Liverpool manager Jurgen Klopp has given fans an insight into his life when he was younger, revealing how all his experiences have helped shape him into the manager which he is today.

The German was named as The Best FIFA Men's Coach of the Year for his fantastic work with Liverpool, having led the Reds to Champions League glory last season.

Writing for The Players' Tribune, Klopp was quick to deflect the praise away from himself, and instead credit his family and his life experiences for helping to transform him into an award-winning manager.

He said: "I am honoured to have won the FIFA award for best men’s coach last night, but I really don’t like to stand on a stage with a trophy all by myself. Everything I have accomplished in this game is only possible because of everyone around me. Not just my players, but my family and my sons and everyone who has been with me since the beginning, when I was a very, very average person.

"Honestly, when I was 20 years old, if someone came from the future to tell me everything that was going to happen in my life, I would not have believed it. When I was 20, I experienced the moment that completely changed my life. I was still a kid myself, but I had also just become a father. 
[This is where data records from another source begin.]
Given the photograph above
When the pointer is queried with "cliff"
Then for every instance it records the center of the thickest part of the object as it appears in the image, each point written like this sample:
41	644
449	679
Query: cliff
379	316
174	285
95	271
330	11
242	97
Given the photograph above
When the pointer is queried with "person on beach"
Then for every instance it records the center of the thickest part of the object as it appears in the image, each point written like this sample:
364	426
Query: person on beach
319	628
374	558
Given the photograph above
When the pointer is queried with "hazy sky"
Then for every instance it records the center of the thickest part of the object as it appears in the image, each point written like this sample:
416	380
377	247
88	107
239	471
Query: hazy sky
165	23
"It was not perfect timing, let’s be honest. I was playing amateur football and going to university during the day. To pay for school, I was working in a warehouse where they stored movies for the cinema. The trucks would come at 6am to pick up the new movies, and we would load and unload those huge metal canisters.

"I would sleep for five hours every night, go to the warehouse in the morning, and then go to class during the day. At night I would go to training, and then I’d come home and try to spend some time with my son. It was a very difficult time. But it taught me about real life.

"I had to become a very serious person at a young age. All my friends would be calling me to go to the pub at night, and every bone in my body wanted to say, 'Yes! Yes! I want to go!' But, of course, I couldn’t go, because I was not living just for myself anymore. Babies don’t care that you are tired and want to sleep until noon.

Catherine Ivill/GettyImages

"When you are worried about the future of another little person who you brought into the world, this is real worry. This is real difficulty. Whatever happens on a football pitch is nothing compared to this.

"Sometimes people ask me why I am always smiling. Even after we lose a match, sometimes I’m still smiling. It’s because when my son was born, I realised that football is not life or death. We’re not saving lives. Football is not something that should spread misery and hatred. Football should be about inspiration and joy, especially for children."